Warum muss Dominique Pelicot trotz seinem Berufungsverzicht erscheinen?
Der heute 72-Jährige hat keine Berufung eingelegt, um, wie er sagte, seine Frau nicht weiter zu belasten. In Nîmes muss er als Zeuge antreten. Zudem wird gegen den Ex-Gatten von Gisèle Pelicots in zwei Fällen wegen Mordes und Mordversuch ermittelt. 1991 soll er im Raum Paris eine Immobilienagentin vergewaltigt und umgebracht haben. Am Tatort wurde Pelicots DNA gefunden, worauf er die Tat gestand. 1999 griff er bei einem Wohnungsbesuch erneut eine Agentin an; als eine Drittperson hinzukam, suchte er aber das Weite. Wann diese Fälle vor Gericht kommen, steht noch nicht fest.
Wie geht es Gisèle Pelicot zehn Monate nach dem ersten Prozess?
Gisèle Pelicot hat sich seit dem erstinstanzlichen Urteil im vergangenen Dezember weitgehend aus der Öffentlichkeit und auf eine Atlantikinsel zurückgezogen. Dafür schreibt sie mit einer bekannten Journalistin ihre Memoiren. Sie sollen im Januar erscheinen. Auch wenn Medien wie «Time» oder «Financial Times» die heutige Feminismus-Ikone auszeichneten, gab sie keine Interviews; zahlreiche Einladungen an Tagungen lehnte sie ab. Nur einen Verdienstorden der Ehrenlegion sowie den Freiheitspreis der Stadt Caen nahm sie an. Zur Entgegennahme delegierte sie ihren Sohn Florian. Als die Illustrierte «Paris-Match» Fotos von ihr und ihrem Lebenspartner Jean-Loup auf der Insel Île-de-Ré publizierte, reichte sie Klage wegen Verletzung der Privatsphäre ein. Sie erhielt 40'000 Euro Schadenersatz, den sie an gemeinnützige Organisationen überwies.
Warum ist die Familie Pelicot heute in zwei Fraktionen gespalten?

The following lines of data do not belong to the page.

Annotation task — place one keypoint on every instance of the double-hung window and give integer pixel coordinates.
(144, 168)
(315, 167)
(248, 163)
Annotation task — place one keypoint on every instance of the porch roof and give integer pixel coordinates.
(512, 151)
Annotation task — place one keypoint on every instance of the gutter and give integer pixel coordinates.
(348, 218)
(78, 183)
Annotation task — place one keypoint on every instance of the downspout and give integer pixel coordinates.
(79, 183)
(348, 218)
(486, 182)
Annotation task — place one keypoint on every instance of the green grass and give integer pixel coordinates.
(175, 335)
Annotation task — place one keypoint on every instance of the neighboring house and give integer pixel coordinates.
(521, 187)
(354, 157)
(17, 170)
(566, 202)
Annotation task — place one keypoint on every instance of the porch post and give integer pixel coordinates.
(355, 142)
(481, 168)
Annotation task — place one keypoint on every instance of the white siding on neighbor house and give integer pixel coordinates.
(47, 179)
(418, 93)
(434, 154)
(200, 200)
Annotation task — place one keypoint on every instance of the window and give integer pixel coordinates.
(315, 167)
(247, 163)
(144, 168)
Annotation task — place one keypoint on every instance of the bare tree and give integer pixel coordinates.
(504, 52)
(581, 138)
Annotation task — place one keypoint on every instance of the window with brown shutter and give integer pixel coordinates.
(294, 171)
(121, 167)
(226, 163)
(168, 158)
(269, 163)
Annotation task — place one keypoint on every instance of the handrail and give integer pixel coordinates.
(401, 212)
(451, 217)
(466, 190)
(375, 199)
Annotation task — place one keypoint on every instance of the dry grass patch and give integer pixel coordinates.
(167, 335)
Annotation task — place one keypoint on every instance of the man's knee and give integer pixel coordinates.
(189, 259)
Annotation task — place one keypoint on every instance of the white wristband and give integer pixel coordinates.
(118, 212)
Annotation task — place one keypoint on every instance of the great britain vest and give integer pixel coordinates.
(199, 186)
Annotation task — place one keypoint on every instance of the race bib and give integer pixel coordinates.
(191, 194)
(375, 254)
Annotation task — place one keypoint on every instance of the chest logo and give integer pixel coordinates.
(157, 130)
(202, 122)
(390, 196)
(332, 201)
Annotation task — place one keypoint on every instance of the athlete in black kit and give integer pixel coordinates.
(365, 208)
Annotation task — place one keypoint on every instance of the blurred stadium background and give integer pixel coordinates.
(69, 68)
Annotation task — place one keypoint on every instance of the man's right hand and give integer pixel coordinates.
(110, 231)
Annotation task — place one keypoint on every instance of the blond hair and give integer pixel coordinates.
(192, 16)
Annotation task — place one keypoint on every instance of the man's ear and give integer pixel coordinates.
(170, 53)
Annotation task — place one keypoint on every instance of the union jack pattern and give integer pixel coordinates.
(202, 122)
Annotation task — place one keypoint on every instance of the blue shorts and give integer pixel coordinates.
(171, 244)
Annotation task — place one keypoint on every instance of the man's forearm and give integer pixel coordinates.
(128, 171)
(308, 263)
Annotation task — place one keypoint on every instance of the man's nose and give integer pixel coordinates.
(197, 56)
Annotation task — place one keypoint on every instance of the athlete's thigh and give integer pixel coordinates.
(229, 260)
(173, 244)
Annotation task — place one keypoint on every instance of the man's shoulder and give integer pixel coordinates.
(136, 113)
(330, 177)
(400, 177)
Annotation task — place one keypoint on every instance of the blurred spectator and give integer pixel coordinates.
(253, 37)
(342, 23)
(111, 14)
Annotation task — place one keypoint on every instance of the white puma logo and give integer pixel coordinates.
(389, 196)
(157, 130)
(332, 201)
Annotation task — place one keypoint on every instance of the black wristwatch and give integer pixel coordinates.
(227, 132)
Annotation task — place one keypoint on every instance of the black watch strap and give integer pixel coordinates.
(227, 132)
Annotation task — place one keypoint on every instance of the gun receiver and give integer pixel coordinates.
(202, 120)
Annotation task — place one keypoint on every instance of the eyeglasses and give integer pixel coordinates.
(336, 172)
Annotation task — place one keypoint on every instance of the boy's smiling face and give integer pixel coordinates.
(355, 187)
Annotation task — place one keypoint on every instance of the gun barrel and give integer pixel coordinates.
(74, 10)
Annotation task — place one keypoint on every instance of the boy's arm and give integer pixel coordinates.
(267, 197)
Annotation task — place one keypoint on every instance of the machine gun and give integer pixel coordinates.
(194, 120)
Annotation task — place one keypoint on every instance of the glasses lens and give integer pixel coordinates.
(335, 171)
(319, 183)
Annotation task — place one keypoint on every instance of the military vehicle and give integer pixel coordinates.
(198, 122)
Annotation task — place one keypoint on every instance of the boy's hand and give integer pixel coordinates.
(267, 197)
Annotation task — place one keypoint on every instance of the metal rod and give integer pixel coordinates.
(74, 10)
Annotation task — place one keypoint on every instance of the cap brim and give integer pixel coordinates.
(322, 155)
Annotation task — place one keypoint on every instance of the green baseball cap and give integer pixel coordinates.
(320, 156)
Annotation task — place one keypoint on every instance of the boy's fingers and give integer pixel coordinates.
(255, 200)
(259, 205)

Zwischen Gisèle Pelicot und ihrer Tochter Caroline haben die latenten Spannungen des ersten Prozesses zum offenen Bruch geführt. Caroline Darian war von ihrem Vater im Alter von rund zehn Jahren schlafend – wenn nicht eingeschläfert – und auffälligerweise mit fremder Nachtwäsche fotografiert worden, so wie er es mit Gisèle gemacht hatte. Bei dem Prozess im vergangenen Jahr behauptete Caroline, sie sei von ihrem Vater zweifellos auch missbraucht worden. Ihre Mutter schwieg zu diesem Vorwurf, und Caroline warf ihr darauf vor, sie verteidige insgeheim ihren Ex-Mann. Einmal habe ihre Mutter zu ihr gesagt, er wäre zu diesen inzestuösen Handlungen «nicht fähig» gewesen.
Caroline erklärte später, sie könne ihrer Mutter «nie verzeihen», dass ihr diese in der Gerichtsverhandlung die Unterstützung verweigert habe. Sie habe sie damit «verlassen». «Wir haben keinen Vater und keine Mutter mehr», sagte Caroline Darian, 46, gegenüber der Londoner Zeitung «Telegraph». Ihr älterer Bruder David stellt sich demonstrativ hinter sie; der jüngere Florian hält hingegen zu seiner Mutter.
Hatte der Pelicot-Fall gesellschaftliche Folgen in Frankreich?
Frauenverbände halten die meisten Urteile weiterhin für zu mild, räumen aber ein, der Prozess habe insgesamt die Einsicht gefördert, die Schande müsse die Seite wechseln – also von der vergewaltigten Frau auf den Täter. Ein hängiges Gesetzesprojekt verlangt in Frankreich eine klarere Einwilligung zum Sex und verschärft die Strafen für sexuelle Gewalt. Vergewaltigungsopfer können neu schon auf der Notfallstation eines Spitals Anzeige erstatten; die Polizei muss sie dort aufsuchen. Die rasche Beweisaufnahme ist gerade bei Betäubungen durch Schlafmittel, Drogen oder K.-o.-Tropfen entscheidend. Dafür kämpft vor allem die Pelicot-Tochter Caroline mit ihrem Verein #Mendorspas (Schläfere mich nicht ein).
Ähnliche Prozesse haben sich in Frankreich in diesem Jahr gehäuft. In Le Mans stand ein Mann vor Gericht, der seine Frau mit Alkohol bis zur Bewusstlosigkeit abfüllte und dann Videos der nackten Frau erstellte. In Aix-en-Provence gestand ein falscher Hypnotherapeut, Patientinnen eingeschläfert und vergewaltigt zu haben. Beide Urteile stehen aus.